FactorizationLDL

Computes the factorization of a real symmetric or complex Hermitian matrix A using the Bunch-Kaufman diagonal pivoting method. The form of the factorization is:

   A = L * D * L**T in case of lower triangular or symmetric matrix A

or

   A = U**T * D * U in case of upper triangular matrix A

where L is lower triangular with unit diagonal elements, U is upper triangular with unit diagonal elements. D is a symmetric block-diagonal matrix with 1-by-1 and 2-by-2 diagonal blocks. Lapack functions SYTRF, HETRF.

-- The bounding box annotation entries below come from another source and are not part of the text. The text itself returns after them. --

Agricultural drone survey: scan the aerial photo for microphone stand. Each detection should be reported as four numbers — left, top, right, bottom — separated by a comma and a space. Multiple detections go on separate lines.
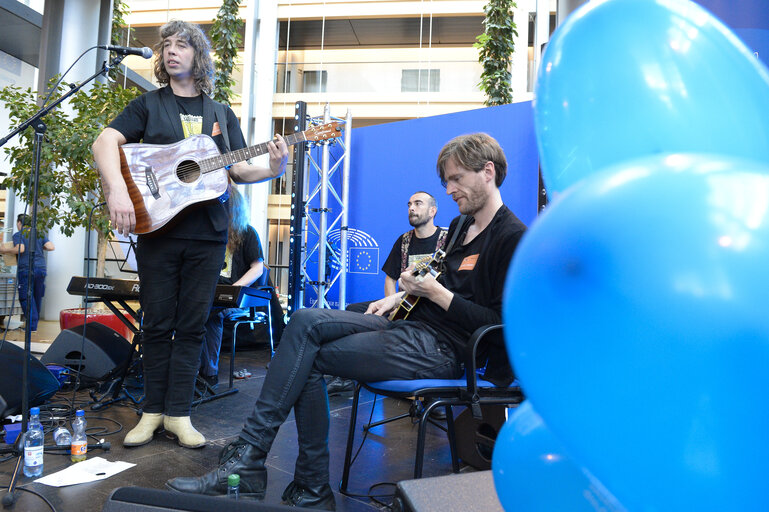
0, 54, 125, 508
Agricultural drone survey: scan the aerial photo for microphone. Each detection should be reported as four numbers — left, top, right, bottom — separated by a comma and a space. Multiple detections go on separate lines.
98, 44, 152, 59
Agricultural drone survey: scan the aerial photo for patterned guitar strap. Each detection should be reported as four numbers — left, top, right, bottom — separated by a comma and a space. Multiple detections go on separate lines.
401, 224, 452, 272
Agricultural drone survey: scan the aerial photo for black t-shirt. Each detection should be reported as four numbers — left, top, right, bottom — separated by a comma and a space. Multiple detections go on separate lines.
109, 90, 246, 242
408, 226, 490, 345
219, 226, 264, 284
382, 228, 442, 280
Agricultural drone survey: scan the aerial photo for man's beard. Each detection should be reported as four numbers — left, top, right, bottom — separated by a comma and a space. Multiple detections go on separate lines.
409, 215, 430, 228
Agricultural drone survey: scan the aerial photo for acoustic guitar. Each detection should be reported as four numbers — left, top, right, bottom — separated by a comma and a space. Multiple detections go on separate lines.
120, 122, 341, 234
390, 249, 446, 320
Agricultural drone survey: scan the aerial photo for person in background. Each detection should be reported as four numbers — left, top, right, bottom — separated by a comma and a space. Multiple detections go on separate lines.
92, 20, 288, 448
166, 133, 526, 510
326, 190, 447, 396
0, 213, 56, 332
199, 183, 264, 387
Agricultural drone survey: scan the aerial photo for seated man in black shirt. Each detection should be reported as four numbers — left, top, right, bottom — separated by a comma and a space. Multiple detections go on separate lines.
382, 191, 447, 297
198, 183, 264, 386
326, 190, 448, 394
166, 133, 526, 510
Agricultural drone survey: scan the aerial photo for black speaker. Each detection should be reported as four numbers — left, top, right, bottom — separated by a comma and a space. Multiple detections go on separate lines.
41, 322, 131, 380
454, 405, 505, 469
0, 341, 59, 414
102, 487, 296, 512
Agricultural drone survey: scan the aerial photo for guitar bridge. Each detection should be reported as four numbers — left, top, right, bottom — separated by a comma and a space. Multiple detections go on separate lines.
143, 166, 160, 199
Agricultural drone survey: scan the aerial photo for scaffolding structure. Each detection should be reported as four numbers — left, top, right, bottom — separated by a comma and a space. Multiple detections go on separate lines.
288, 102, 352, 316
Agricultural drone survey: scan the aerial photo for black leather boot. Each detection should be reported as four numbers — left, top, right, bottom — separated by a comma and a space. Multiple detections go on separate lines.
281, 481, 336, 510
166, 439, 267, 500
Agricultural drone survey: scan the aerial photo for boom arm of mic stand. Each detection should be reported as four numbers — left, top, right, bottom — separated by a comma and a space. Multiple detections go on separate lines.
0, 55, 124, 507
0, 55, 125, 147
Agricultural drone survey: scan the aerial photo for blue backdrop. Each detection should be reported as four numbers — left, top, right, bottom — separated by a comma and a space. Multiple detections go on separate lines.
305, 102, 539, 307
695, 0, 769, 65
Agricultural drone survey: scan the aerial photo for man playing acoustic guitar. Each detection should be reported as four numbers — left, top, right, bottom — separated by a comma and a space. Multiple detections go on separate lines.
93, 21, 288, 448
166, 133, 526, 510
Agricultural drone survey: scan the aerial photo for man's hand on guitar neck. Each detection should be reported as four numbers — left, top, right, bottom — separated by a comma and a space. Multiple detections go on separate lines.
398, 268, 454, 311
230, 134, 288, 183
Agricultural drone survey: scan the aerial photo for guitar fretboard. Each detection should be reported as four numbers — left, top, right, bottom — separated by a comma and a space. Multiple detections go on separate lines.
198, 132, 307, 173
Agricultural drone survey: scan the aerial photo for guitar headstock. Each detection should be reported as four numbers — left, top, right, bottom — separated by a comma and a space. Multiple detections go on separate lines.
304, 121, 343, 141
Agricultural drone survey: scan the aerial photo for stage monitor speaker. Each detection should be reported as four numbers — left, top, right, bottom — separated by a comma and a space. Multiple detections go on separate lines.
0, 340, 59, 414
41, 322, 131, 380
102, 487, 296, 512
390, 471, 504, 512
454, 405, 506, 470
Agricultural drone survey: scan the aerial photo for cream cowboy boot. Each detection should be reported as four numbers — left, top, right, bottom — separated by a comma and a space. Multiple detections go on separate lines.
163, 416, 206, 448
123, 412, 163, 447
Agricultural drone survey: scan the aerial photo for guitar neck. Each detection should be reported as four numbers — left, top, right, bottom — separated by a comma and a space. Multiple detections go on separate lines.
198, 132, 307, 173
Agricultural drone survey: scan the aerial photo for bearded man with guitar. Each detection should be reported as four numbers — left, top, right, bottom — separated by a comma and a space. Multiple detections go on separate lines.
166, 133, 526, 510
93, 21, 288, 448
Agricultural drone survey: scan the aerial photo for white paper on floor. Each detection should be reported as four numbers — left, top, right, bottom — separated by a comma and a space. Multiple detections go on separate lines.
35, 457, 136, 487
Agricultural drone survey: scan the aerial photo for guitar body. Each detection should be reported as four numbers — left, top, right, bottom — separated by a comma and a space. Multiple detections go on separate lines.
390, 249, 446, 321
120, 135, 228, 234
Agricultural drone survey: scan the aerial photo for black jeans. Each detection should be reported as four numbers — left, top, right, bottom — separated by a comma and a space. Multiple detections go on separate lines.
136, 237, 225, 416
240, 309, 461, 486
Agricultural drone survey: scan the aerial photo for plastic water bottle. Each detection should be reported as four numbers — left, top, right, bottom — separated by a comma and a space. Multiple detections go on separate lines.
24, 407, 45, 477
227, 473, 240, 500
53, 425, 72, 446
69, 409, 88, 462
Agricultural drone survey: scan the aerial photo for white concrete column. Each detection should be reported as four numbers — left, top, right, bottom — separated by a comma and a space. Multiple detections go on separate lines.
241, 0, 278, 254
510, 0, 536, 102
555, 0, 587, 27
42, 0, 112, 320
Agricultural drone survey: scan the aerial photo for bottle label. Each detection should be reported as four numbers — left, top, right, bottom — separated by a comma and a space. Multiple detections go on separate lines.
69, 441, 88, 457
24, 446, 43, 466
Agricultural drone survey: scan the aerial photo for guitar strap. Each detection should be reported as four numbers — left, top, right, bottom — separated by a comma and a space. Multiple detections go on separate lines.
214, 101, 230, 153
444, 214, 467, 256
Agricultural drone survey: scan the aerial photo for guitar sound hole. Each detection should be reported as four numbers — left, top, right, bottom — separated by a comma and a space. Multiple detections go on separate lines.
176, 160, 200, 183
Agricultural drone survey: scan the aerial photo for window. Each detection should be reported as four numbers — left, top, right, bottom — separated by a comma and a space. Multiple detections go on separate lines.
401, 69, 441, 92
302, 71, 328, 92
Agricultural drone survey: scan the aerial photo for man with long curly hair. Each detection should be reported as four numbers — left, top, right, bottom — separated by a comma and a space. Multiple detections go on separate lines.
93, 20, 288, 448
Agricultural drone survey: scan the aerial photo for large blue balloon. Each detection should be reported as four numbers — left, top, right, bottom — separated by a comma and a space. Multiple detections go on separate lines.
535, 0, 769, 192
492, 400, 625, 512
503, 155, 769, 511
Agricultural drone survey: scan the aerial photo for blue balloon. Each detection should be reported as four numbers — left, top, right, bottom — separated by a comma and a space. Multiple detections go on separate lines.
492, 400, 625, 512
503, 154, 769, 511
535, 0, 769, 193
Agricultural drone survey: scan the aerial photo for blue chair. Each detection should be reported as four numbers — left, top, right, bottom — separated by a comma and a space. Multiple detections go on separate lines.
227, 265, 275, 388
339, 325, 524, 494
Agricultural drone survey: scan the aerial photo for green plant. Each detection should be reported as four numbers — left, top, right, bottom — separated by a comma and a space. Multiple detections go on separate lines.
109, 0, 134, 80
209, 0, 244, 105
473, 0, 518, 107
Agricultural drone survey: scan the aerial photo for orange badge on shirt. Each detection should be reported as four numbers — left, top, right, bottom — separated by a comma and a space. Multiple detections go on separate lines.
459, 254, 478, 270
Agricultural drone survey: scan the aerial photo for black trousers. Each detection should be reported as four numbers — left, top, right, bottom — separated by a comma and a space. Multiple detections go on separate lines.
240, 309, 462, 485
136, 237, 225, 416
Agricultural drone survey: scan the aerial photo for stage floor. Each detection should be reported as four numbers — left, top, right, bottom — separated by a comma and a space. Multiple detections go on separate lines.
0, 338, 472, 512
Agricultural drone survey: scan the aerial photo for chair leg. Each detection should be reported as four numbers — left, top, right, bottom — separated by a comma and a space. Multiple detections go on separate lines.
339, 382, 360, 494
446, 405, 459, 473
267, 302, 275, 359
414, 402, 440, 479
230, 322, 240, 389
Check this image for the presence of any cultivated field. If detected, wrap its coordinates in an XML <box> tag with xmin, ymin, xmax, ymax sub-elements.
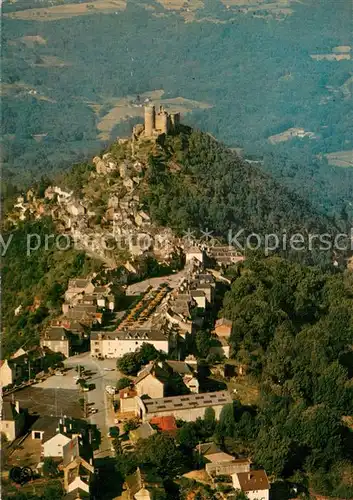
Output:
<box><xmin>33</xmin><ymin>56</ymin><xmax>71</xmax><ymax>68</ymax></box>
<box><xmin>325</xmin><ymin>149</ymin><xmax>353</xmax><ymax>167</ymax></box>
<box><xmin>4</xmin><ymin>0</ymin><xmax>126</xmax><ymax>21</ymax></box>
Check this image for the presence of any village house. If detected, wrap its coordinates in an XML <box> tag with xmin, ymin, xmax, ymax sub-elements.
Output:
<box><xmin>207</xmin><ymin>245</ymin><xmax>245</xmax><ymax>266</ymax></box>
<box><xmin>134</xmin><ymin>360</ymin><xmax>199</xmax><ymax>398</ymax></box>
<box><xmin>0</xmin><ymin>401</ymin><xmax>25</xmax><ymax>441</ymax></box>
<box><xmin>135</xmin><ymin>391</ymin><xmax>232</xmax><ymax>422</ymax></box>
<box><xmin>119</xmin><ymin>387</ymin><xmax>137</xmax><ymax>416</ymax></box>
<box><xmin>31</xmin><ymin>416</ymin><xmax>81</xmax><ymax>463</ymax></box>
<box><xmin>91</xmin><ymin>329</ymin><xmax>169</xmax><ymax>358</ymax></box>
<box><xmin>129</xmin><ymin>422</ymin><xmax>157</xmax><ymax>443</ymax></box>
<box><xmin>65</xmin><ymin>278</ymin><xmax>95</xmax><ymax>302</ymax></box>
<box><xmin>205</xmin><ymin>453</ymin><xmax>251</xmax><ymax>477</ymax></box>
<box><xmin>124</xmin><ymin>467</ymin><xmax>164</xmax><ymax>500</ymax></box>
<box><xmin>0</xmin><ymin>346</ymin><xmax>50</xmax><ymax>388</ymax></box>
<box><xmin>210</xmin><ymin>336</ymin><xmax>230</xmax><ymax>359</ymax></box>
<box><xmin>67</xmin><ymin>201</ymin><xmax>86</xmax><ymax>217</ymax></box>
<box><xmin>232</xmin><ymin>470</ymin><xmax>270</xmax><ymax>500</ymax></box>
<box><xmin>64</xmin><ymin>456</ymin><xmax>94</xmax><ymax>498</ymax></box>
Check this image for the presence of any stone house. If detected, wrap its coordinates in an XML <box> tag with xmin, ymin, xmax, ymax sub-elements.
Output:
<box><xmin>136</xmin><ymin>391</ymin><xmax>232</xmax><ymax>422</ymax></box>
<box><xmin>64</xmin><ymin>457</ymin><xmax>94</xmax><ymax>498</ymax></box>
<box><xmin>205</xmin><ymin>453</ymin><xmax>251</xmax><ymax>477</ymax></box>
<box><xmin>129</xmin><ymin>422</ymin><xmax>157</xmax><ymax>443</ymax></box>
<box><xmin>42</xmin><ymin>432</ymin><xmax>79</xmax><ymax>458</ymax></box>
<box><xmin>190</xmin><ymin>290</ymin><xmax>207</xmax><ymax>309</ymax></box>
<box><xmin>214</xmin><ymin>318</ymin><xmax>233</xmax><ymax>337</ymax></box>
<box><xmin>232</xmin><ymin>470</ymin><xmax>270</xmax><ymax>500</ymax></box>
<box><xmin>67</xmin><ymin>201</ymin><xmax>86</xmax><ymax>217</ymax></box>
<box><xmin>0</xmin><ymin>359</ymin><xmax>23</xmax><ymax>387</ymax></box>
<box><xmin>0</xmin><ymin>401</ymin><xmax>25</xmax><ymax>441</ymax></box>
<box><xmin>31</xmin><ymin>416</ymin><xmax>81</xmax><ymax>463</ymax></box>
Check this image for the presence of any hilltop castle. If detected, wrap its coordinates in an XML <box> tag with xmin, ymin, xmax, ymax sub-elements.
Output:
<box><xmin>144</xmin><ymin>104</ymin><xmax>180</xmax><ymax>137</ymax></box>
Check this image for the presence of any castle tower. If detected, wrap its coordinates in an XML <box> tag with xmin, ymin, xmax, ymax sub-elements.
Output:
<box><xmin>160</xmin><ymin>109</ymin><xmax>169</xmax><ymax>134</ymax></box>
<box><xmin>145</xmin><ymin>104</ymin><xmax>156</xmax><ymax>137</ymax></box>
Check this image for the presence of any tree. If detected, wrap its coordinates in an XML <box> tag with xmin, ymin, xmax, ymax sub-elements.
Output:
<box><xmin>124</xmin><ymin>418</ymin><xmax>140</xmax><ymax>433</ymax></box>
<box><xmin>116</xmin><ymin>377</ymin><xmax>131</xmax><ymax>391</ymax></box>
<box><xmin>216</xmin><ymin>403</ymin><xmax>235</xmax><ymax>442</ymax></box>
<box><xmin>43</xmin><ymin>457</ymin><xmax>58</xmax><ymax>477</ymax></box>
<box><xmin>177</xmin><ymin>422</ymin><xmax>199</xmax><ymax>450</ymax></box>
<box><xmin>196</xmin><ymin>330</ymin><xmax>211</xmax><ymax>358</ymax></box>
<box><xmin>137</xmin><ymin>342</ymin><xmax>161</xmax><ymax>365</ymax></box>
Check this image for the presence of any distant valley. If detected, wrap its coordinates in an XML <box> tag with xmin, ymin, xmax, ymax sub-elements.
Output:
<box><xmin>2</xmin><ymin>0</ymin><xmax>353</xmax><ymax>219</ymax></box>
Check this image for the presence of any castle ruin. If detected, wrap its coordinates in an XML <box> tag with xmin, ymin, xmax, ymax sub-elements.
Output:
<box><xmin>144</xmin><ymin>104</ymin><xmax>180</xmax><ymax>137</ymax></box>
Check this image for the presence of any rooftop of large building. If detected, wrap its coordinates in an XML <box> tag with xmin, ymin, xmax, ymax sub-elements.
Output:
<box><xmin>143</xmin><ymin>391</ymin><xmax>232</xmax><ymax>413</ymax></box>
<box><xmin>236</xmin><ymin>470</ymin><xmax>270</xmax><ymax>491</ymax></box>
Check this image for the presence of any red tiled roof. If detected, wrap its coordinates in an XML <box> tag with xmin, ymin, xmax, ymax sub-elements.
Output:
<box><xmin>150</xmin><ymin>415</ymin><xmax>177</xmax><ymax>432</ymax></box>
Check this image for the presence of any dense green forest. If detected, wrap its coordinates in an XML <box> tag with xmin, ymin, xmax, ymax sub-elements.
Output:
<box><xmin>1</xmin><ymin>0</ymin><xmax>353</xmax><ymax>217</ymax></box>
<box><xmin>145</xmin><ymin>129</ymin><xmax>348</xmax><ymax>265</ymax></box>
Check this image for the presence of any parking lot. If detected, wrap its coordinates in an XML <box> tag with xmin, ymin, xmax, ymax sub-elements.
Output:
<box><xmin>4</xmin><ymin>384</ymin><xmax>82</xmax><ymax>418</ymax></box>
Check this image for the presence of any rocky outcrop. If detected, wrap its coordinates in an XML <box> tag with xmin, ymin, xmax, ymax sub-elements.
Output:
<box><xmin>9</xmin><ymin>140</ymin><xmax>180</xmax><ymax>267</ymax></box>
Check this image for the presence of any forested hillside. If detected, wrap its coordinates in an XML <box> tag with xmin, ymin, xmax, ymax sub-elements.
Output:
<box><xmin>220</xmin><ymin>258</ymin><xmax>353</xmax><ymax>499</ymax></box>
<box><xmin>1</xmin><ymin>0</ymin><xmax>353</xmax><ymax>217</ymax></box>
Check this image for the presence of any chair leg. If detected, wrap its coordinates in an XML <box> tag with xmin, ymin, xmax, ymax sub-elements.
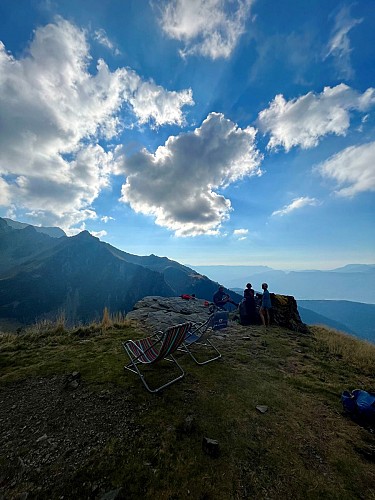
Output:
<box><xmin>124</xmin><ymin>349</ymin><xmax>185</xmax><ymax>393</ymax></box>
<box><xmin>183</xmin><ymin>339</ymin><xmax>221</xmax><ymax>365</ymax></box>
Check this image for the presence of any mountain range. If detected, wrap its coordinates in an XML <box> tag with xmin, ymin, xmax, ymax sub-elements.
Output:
<box><xmin>0</xmin><ymin>218</ymin><xmax>240</xmax><ymax>324</ymax></box>
<box><xmin>194</xmin><ymin>264</ymin><xmax>375</xmax><ymax>304</ymax></box>
<box><xmin>298</xmin><ymin>300</ymin><xmax>375</xmax><ymax>343</ymax></box>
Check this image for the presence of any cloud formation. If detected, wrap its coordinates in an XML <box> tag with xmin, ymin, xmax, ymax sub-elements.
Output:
<box><xmin>161</xmin><ymin>0</ymin><xmax>253</xmax><ymax>59</ymax></box>
<box><xmin>324</xmin><ymin>5</ymin><xmax>363</xmax><ymax>79</ymax></box>
<box><xmin>272</xmin><ymin>196</ymin><xmax>318</xmax><ymax>216</ymax></box>
<box><xmin>121</xmin><ymin>113</ymin><xmax>262</xmax><ymax>236</ymax></box>
<box><xmin>233</xmin><ymin>229</ymin><xmax>249</xmax><ymax>241</ymax></box>
<box><xmin>317</xmin><ymin>142</ymin><xmax>375</xmax><ymax>197</ymax></box>
<box><xmin>94</xmin><ymin>29</ymin><xmax>121</xmax><ymax>56</ymax></box>
<box><xmin>257</xmin><ymin>83</ymin><xmax>375</xmax><ymax>151</ymax></box>
<box><xmin>0</xmin><ymin>18</ymin><xmax>193</xmax><ymax>229</ymax></box>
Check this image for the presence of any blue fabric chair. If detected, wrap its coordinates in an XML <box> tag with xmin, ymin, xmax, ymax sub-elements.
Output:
<box><xmin>122</xmin><ymin>323</ymin><xmax>191</xmax><ymax>392</ymax></box>
<box><xmin>179</xmin><ymin>310</ymin><xmax>228</xmax><ymax>365</ymax></box>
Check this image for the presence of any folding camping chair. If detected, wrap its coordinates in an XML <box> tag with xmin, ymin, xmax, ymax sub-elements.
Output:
<box><xmin>179</xmin><ymin>306</ymin><xmax>228</xmax><ymax>365</ymax></box>
<box><xmin>122</xmin><ymin>323</ymin><xmax>191</xmax><ymax>392</ymax></box>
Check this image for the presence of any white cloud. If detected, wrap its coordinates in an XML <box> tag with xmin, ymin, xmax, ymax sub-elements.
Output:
<box><xmin>90</xmin><ymin>230</ymin><xmax>107</xmax><ymax>238</ymax></box>
<box><xmin>161</xmin><ymin>0</ymin><xmax>253</xmax><ymax>59</ymax></box>
<box><xmin>316</xmin><ymin>142</ymin><xmax>375</xmax><ymax>197</ymax></box>
<box><xmin>233</xmin><ymin>229</ymin><xmax>249</xmax><ymax>241</ymax></box>
<box><xmin>121</xmin><ymin>113</ymin><xmax>262</xmax><ymax>236</ymax></box>
<box><xmin>233</xmin><ymin>229</ymin><xmax>249</xmax><ymax>236</ymax></box>
<box><xmin>0</xmin><ymin>18</ymin><xmax>193</xmax><ymax>229</ymax></box>
<box><xmin>100</xmin><ymin>215</ymin><xmax>115</xmax><ymax>224</ymax></box>
<box><xmin>258</xmin><ymin>83</ymin><xmax>375</xmax><ymax>151</ymax></box>
<box><xmin>94</xmin><ymin>29</ymin><xmax>121</xmax><ymax>56</ymax></box>
<box><xmin>324</xmin><ymin>5</ymin><xmax>363</xmax><ymax>78</ymax></box>
<box><xmin>272</xmin><ymin>196</ymin><xmax>318</xmax><ymax>216</ymax></box>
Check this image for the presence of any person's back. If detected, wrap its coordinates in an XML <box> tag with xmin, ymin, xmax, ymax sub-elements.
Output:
<box><xmin>259</xmin><ymin>283</ymin><xmax>272</xmax><ymax>326</ymax></box>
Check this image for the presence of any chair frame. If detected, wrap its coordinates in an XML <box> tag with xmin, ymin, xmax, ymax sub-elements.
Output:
<box><xmin>179</xmin><ymin>307</ymin><xmax>224</xmax><ymax>365</ymax></box>
<box><xmin>122</xmin><ymin>322</ymin><xmax>192</xmax><ymax>393</ymax></box>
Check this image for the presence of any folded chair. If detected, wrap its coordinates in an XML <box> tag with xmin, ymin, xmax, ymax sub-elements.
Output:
<box><xmin>122</xmin><ymin>323</ymin><xmax>191</xmax><ymax>392</ymax></box>
<box><xmin>179</xmin><ymin>310</ymin><xmax>228</xmax><ymax>365</ymax></box>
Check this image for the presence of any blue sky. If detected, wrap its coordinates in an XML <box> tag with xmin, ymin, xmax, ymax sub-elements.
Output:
<box><xmin>0</xmin><ymin>0</ymin><xmax>375</xmax><ymax>269</ymax></box>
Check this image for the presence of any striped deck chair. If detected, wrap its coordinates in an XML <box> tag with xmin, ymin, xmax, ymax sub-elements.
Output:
<box><xmin>122</xmin><ymin>323</ymin><xmax>191</xmax><ymax>392</ymax></box>
<box><xmin>179</xmin><ymin>308</ymin><xmax>228</xmax><ymax>365</ymax></box>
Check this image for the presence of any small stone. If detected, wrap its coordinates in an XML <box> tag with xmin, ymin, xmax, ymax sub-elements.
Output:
<box><xmin>202</xmin><ymin>437</ymin><xmax>220</xmax><ymax>458</ymax></box>
<box><xmin>36</xmin><ymin>434</ymin><xmax>47</xmax><ymax>443</ymax></box>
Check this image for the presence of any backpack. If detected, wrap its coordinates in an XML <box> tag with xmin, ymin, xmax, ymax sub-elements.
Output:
<box><xmin>211</xmin><ymin>311</ymin><xmax>229</xmax><ymax>330</ymax></box>
<box><xmin>341</xmin><ymin>389</ymin><xmax>375</xmax><ymax>425</ymax></box>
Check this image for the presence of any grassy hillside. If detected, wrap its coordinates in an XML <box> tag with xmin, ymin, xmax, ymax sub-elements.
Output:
<box><xmin>0</xmin><ymin>318</ymin><xmax>375</xmax><ymax>500</ymax></box>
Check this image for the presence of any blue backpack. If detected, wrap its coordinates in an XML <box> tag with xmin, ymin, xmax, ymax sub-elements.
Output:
<box><xmin>341</xmin><ymin>389</ymin><xmax>375</xmax><ymax>424</ymax></box>
<box><xmin>211</xmin><ymin>311</ymin><xmax>229</xmax><ymax>330</ymax></box>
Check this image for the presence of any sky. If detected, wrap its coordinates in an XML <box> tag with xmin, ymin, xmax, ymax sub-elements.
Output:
<box><xmin>0</xmin><ymin>0</ymin><xmax>375</xmax><ymax>270</ymax></box>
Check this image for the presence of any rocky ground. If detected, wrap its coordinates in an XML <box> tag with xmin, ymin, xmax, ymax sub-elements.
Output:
<box><xmin>0</xmin><ymin>373</ymin><xmax>153</xmax><ymax>500</ymax></box>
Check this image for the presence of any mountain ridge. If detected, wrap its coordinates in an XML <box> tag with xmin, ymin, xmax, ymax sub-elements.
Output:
<box><xmin>0</xmin><ymin>219</ymin><xmax>240</xmax><ymax>323</ymax></box>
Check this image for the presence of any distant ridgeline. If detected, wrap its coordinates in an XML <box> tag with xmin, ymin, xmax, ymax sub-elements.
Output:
<box><xmin>0</xmin><ymin>218</ymin><xmax>241</xmax><ymax>326</ymax></box>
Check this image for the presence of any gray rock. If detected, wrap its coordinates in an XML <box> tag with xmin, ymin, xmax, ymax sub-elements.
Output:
<box><xmin>126</xmin><ymin>297</ymin><xmax>214</xmax><ymax>330</ymax></box>
<box><xmin>202</xmin><ymin>437</ymin><xmax>220</xmax><ymax>458</ymax></box>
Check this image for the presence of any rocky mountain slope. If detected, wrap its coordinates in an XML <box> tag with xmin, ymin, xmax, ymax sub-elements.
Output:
<box><xmin>0</xmin><ymin>219</ymin><xmax>240</xmax><ymax>326</ymax></box>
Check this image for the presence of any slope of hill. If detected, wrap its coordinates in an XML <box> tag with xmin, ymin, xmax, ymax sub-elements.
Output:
<box><xmin>0</xmin><ymin>219</ymin><xmax>239</xmax><ymax>324</ymax></box>
<box><xmin>0</xmin><ymin>323</ymin><xmax>375</xmax><ymax>500</ymax></box>
<box><xmin>298</xmin><ymin>305</ymin><xmax>358</xmax><ymax>337</ymax></box>
<box><xmin>0</xmin><ymin>218</ymin><xmax>65</xmax><ymax>276</ymax></box>
<box><xmin>298</xmin><ymin>300</ymin><xmax>375</xmax><ymax>343</ymax></box>
<box><xmin>2</xmin><ymin>217</ymin><xmax>66</xmax><ymax>238</ymax></box>
<box><xmin>0</xmin><ymin>229</ymin><xmax>173</xmax><ymax>323</ymax></box>
<box><xmin>197</xmin><ymin>264</ymin><xmax>375</xmax><ymax>304</ymax></box>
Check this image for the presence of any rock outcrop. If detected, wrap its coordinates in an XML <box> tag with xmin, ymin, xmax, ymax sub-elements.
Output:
<box><xmin>126</xmin><ymin>294</ymin><xmax>308</xmax><ymax>333</ymax></box>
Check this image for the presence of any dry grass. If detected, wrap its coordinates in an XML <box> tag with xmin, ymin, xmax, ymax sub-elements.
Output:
<box><xmin>311</xmin><ymin>326</ymin><xmax>375</xmax><ymax>373</ymax></box>
<box><xmin>0</xmin><ymin>320</ymin><xmax>375</xmax><ymax>500</ymax></box>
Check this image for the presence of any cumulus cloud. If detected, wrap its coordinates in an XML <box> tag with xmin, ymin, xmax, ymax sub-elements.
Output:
<box><xmin>257</xmin><ymin>83</ymin><xmax>375</xmax><ymax>151</ymax></box>
<box><xmin>324</xmin><ymin>5</ymin><xmax>363</xmax><ymax>78</ymax></box>
<box><xmin>316</xmin><ymin>142</ymin><xmax>375</xmax><ymax>197</ymax></box>
<box><xmin>90</xmin><ymin>230</ymin><xmax>107</xmax><ymax>239</ymax></box>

Computing for type matrix<double>

bool  matrix::FactorizationLDL(
   matrix&         L,            // lower or upper triangular matrix
   matrix&         D             // diagonal matrix D
   );

Computing for type matrix<float>

bool  matrix::FactorizationLDL(
   matrixf&        L,            // lower or upper triangular matrix
   matrixf&        D             // diagonal matrix D
   );

Computing for type matrix<complex>

bool  matrix::FactorizationLDL(
   matrixc&        L,            // lower or upper triangular matrix
   matrixc&        D             // diagonal matrix D
   );

Computing for type matrix<complexf>

bool  matrix::FactorizationLDL(
   matrixcf&       L,            // lower or upper triangular matrix
   matrixcf&       D             // diagonal matrix D
   );

Parameters

L

[out]  Lower or upper triangular matrix with unit diagonal elements.

D

[out]  Symmetric block-diagonal matrix D.

 

Return Value

Return true if successful, otherwise false in case of an error.

Note

The input can be a symmetric (Hermitian), upper triangular or lower triangular matrix. Triangular matrices are assumed to be symmetric (Hermitian conjugated).